Nas redes sociais, o debate se estendeu entre aqueles que aprovaram e os que desaprovaram o uso da inteligência artificial para criar imagens inspiradas nos animes do estúdio Ghibli. Até uma entrevista de Hayao Miazaki, publicada há quase dez anos, foi resgatada para reforçar a ideia de que ele não estava nem um pouco satisfeito com esse uso de suas referências artísticas pela IA. Para alguns internautas trata-se de uma homenagem ao criador de A Viagem de Chihiro. Para outros é uma violação dos direitos de autor. Contudo, parece que não se tem um comentário atual sobre o cofundador dos estúdios Ghibli sobre a febre de reprodução de seus desenhos nas redes. O fato é que todo o processo criativo de Miazaki é feito de forma manual, artesanal. Ele sempre se negou a usar os recursos de computador para criar personagens e cenas de seus filmes. Tudo é construído a mão, um por um, cena por cena, o que leva anos e anos.
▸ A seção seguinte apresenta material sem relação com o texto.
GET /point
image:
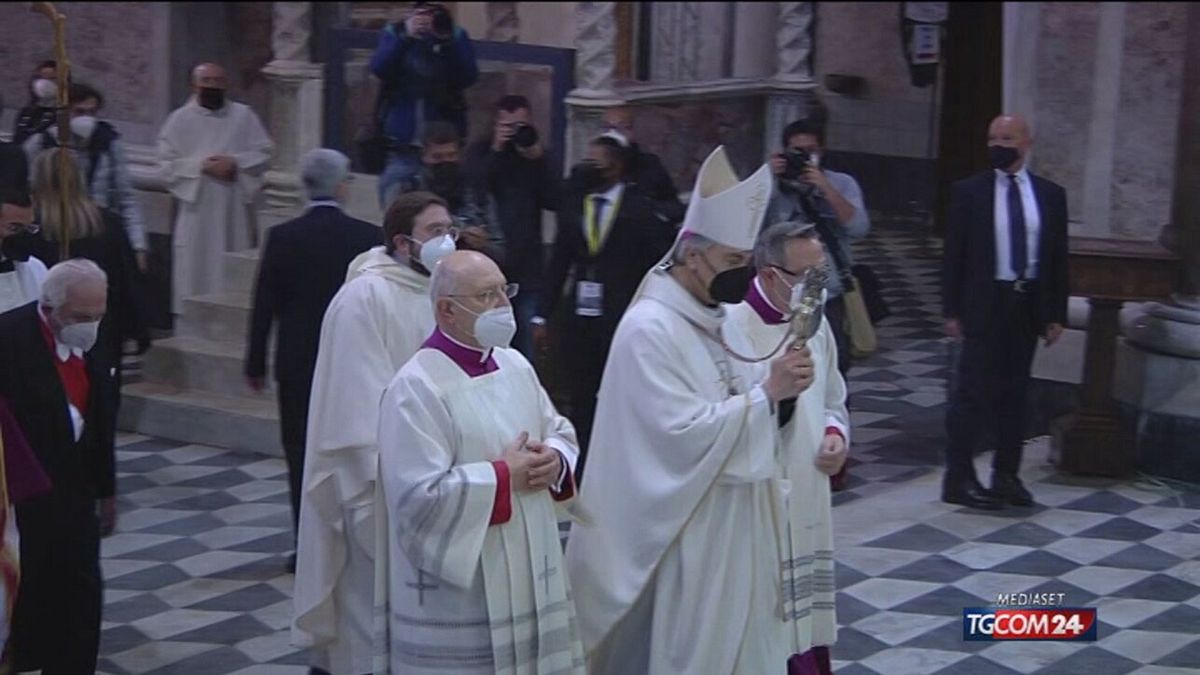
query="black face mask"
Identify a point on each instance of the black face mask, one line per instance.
(21, 246)
(444, 178)
(588, 177)
(211, 97)
(1002, 156)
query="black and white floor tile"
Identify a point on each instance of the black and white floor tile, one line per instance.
(196, 583)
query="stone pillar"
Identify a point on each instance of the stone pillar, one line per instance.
(595, 58)
(297, 87)
(503, 23)
(793, 96)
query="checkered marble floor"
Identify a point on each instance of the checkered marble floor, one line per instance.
(196, 583)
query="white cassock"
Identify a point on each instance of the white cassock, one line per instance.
(23, 285)
(373, 324)
(213, 215)
(807, 535)
(465, 596)
(678, 569)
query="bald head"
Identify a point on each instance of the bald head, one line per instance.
(465, 285)
(1011, 131)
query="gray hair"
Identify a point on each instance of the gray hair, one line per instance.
(772, 244)
(65, 276)
(323, 169)
(689, 243)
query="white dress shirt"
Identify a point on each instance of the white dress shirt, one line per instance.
(1032, 226)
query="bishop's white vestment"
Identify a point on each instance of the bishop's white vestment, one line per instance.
(373, 324)
(807, 533)
(678, 568)
(213, 216)
(474, 585)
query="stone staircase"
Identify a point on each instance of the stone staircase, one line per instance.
(192, 387)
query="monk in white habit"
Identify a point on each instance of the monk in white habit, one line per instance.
(372, 326)
(791, 263)
(678, 567)
(214, 153)
(475, 464)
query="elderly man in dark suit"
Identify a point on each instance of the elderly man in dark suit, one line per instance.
(1005, 284)
(60, 392)
(304, 264)
(611, 236)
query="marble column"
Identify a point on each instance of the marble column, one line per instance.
(297, 88)
(793, 95)
(503, 23)
(595, 59)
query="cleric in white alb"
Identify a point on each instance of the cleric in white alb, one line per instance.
(474, 464)
(678, 568)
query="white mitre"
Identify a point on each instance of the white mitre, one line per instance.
(721, 208)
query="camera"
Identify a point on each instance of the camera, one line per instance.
(797, 162)
(526, 136)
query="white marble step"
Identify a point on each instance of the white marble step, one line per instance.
(240, 272)
(201, 417)
(222, 317)
(207, 365)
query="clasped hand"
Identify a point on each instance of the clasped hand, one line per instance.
(532, 466)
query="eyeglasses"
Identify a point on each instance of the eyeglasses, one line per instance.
(492, 296)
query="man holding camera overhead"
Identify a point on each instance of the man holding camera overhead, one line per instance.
(424, 64)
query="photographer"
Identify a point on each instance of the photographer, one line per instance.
(831, 199)
(442, 174)
(514, 169)
(424, 64)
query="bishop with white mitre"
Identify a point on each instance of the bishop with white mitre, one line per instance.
(474, 463)
(678, 567)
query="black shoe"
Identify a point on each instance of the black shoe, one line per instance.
(1008, 489)
(971, 495)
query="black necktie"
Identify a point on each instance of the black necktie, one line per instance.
(1018, 244)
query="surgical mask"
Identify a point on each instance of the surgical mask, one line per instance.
(79, 335)
(1002, 156)
(83, 125)
(433, 250)
(46, 90)
(495, 328)
(211, 97)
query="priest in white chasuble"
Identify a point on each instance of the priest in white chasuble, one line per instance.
(791, 269)
(677, 566)
(474, 464)
(214, 153)
(375, 323)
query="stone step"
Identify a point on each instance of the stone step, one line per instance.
(207, 365)
(222, 317)
(201, 417)
(240, 272)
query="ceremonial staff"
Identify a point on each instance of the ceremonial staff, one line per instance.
(66, 177)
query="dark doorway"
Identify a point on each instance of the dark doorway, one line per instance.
(972, 94)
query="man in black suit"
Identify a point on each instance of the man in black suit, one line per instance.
(304, 264)
(610, 236)
(60, 393)
(1005, 284)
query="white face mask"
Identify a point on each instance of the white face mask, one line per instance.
(83, 126)
(79, 335)
(496, 327)
(433, 250)
(46, 90)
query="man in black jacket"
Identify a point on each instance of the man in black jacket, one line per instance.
(515, 171)
(611, 237)
(60, 392)
(1005, 284)
(304, 264)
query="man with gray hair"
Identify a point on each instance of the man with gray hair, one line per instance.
(61, 393)
(783, 305)
(303, 266)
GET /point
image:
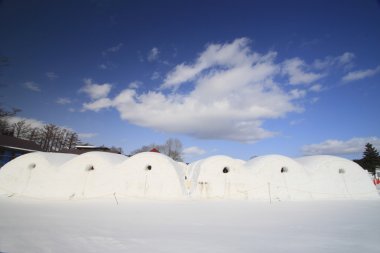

Quando estava no processo de entrevistas para a biografia do artista plástico polonês Maciej Antoni Babinski, eu conversei com o filho dele, Daniel Babinski, sobre um documentário que ele produziu com o pai. A capa desse vídeo é uma espécie de quadro de Babinski, um autorretrato atual, com o artista plástico já envelhecido. Daí eu perguntei: Daniel, você fez isso com inteligência artificial? Ele respondeu: sim, Jurani. É uma coisa impressionante. Inseri uma imagem recente do meu pai, também anexei no computador uma tela dele para que a máquina retirasse o traço do artista e quando a IA apresentou o resultado eu fiquei surpreso. Ficou muito igual a forma como ele pinta. Eu até levei essa foto e mostrei para ele. Sabe o que ele me disse? Respondi que não sabia, mas imaginava que ele teria ficado surpreso. Foi então que Daniel falou: ele olhou assim, deu uma risada e disse: tá vendo! Eu não preciso mais pintar. Risos.